I also brush my cats regularly, using this time to examine their coats and skin for signs of fleas, matted fur, cuts, or lumps.

Support sensitive types

About 5% of cats are allergic to flea subjects, according to leading veterinary parasitologists. Symptoms range from a red, itchy rash at the application site to blisters and scabs on the skin.

For allergy-prone cats or older cats with compromised immune systems, ask your vet about the best prescription flea repellants, ideally with a fast-acting adulticide to kill adult fleas.

However, veterinarians do not recommend equipping sensitive cats with flea collars as they are at risk of contact dermatitis.

Bottom line: You have more options today than ever before to repel fleas.

“Many of the drugs that are effective against fleas today work well, but the best is the one that the cat owner uses consistently,” says Dr. Dryden.

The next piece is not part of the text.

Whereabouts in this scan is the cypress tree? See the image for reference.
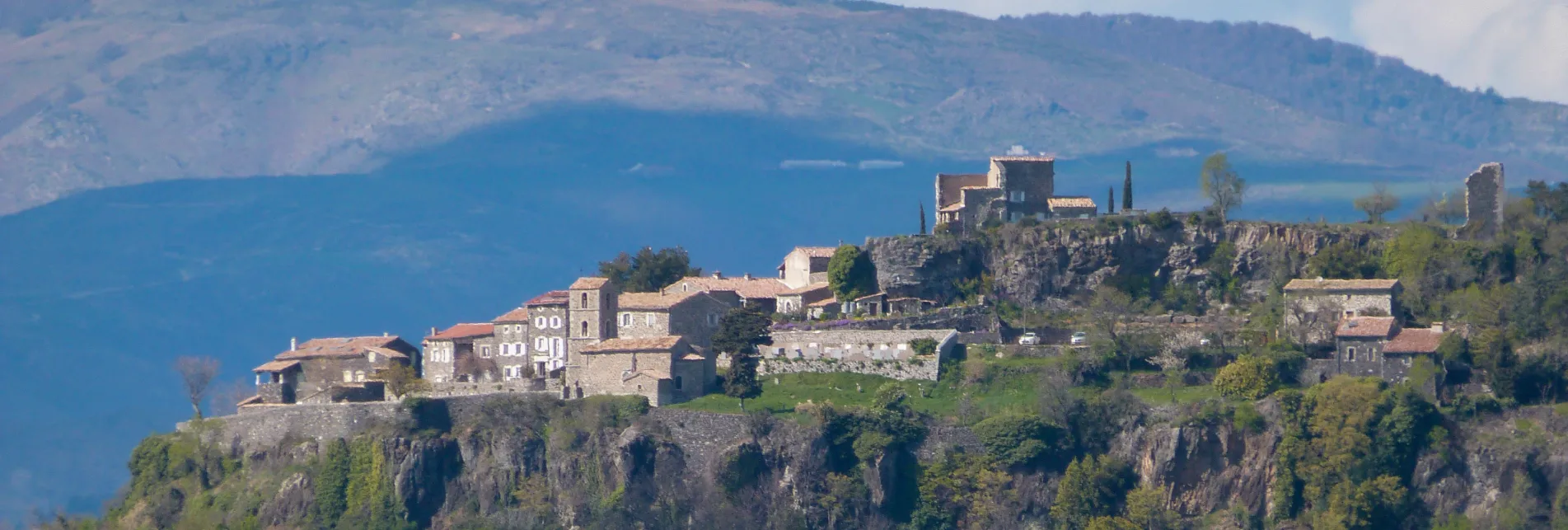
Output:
[1121,160,1132,212]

Certified Animal Behavior Advisor, Author, and Pet First Aid Instructor, Arden Moore, often teaches hands-on classes with her cool cat Casey and the very tolerant dog Kona. Every week she hosts the Oh Behave Show on Pet Life Radio. Learn more at ardenmoore.com and petfirstaid4u.com.

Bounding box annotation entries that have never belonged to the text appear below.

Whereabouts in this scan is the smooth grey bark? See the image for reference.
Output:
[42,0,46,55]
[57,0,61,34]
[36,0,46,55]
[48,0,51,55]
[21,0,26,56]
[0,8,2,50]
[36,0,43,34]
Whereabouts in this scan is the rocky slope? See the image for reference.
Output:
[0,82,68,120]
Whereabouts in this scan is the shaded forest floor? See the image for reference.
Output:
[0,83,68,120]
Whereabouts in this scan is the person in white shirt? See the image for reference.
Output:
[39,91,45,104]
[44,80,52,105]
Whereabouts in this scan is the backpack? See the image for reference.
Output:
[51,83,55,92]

The Post Are you winning the war on fleas? von Arden Moore first appeared on Catster. Copying entire articles is against copyright law. You may not know about this, but all of these items have been assigned, contracted, and paid for so they are not in the public domain. However, we are happy that you like the article and we would be happy if you continued to share the first paragraph of an article and then link to the rest of the article on Catster.com.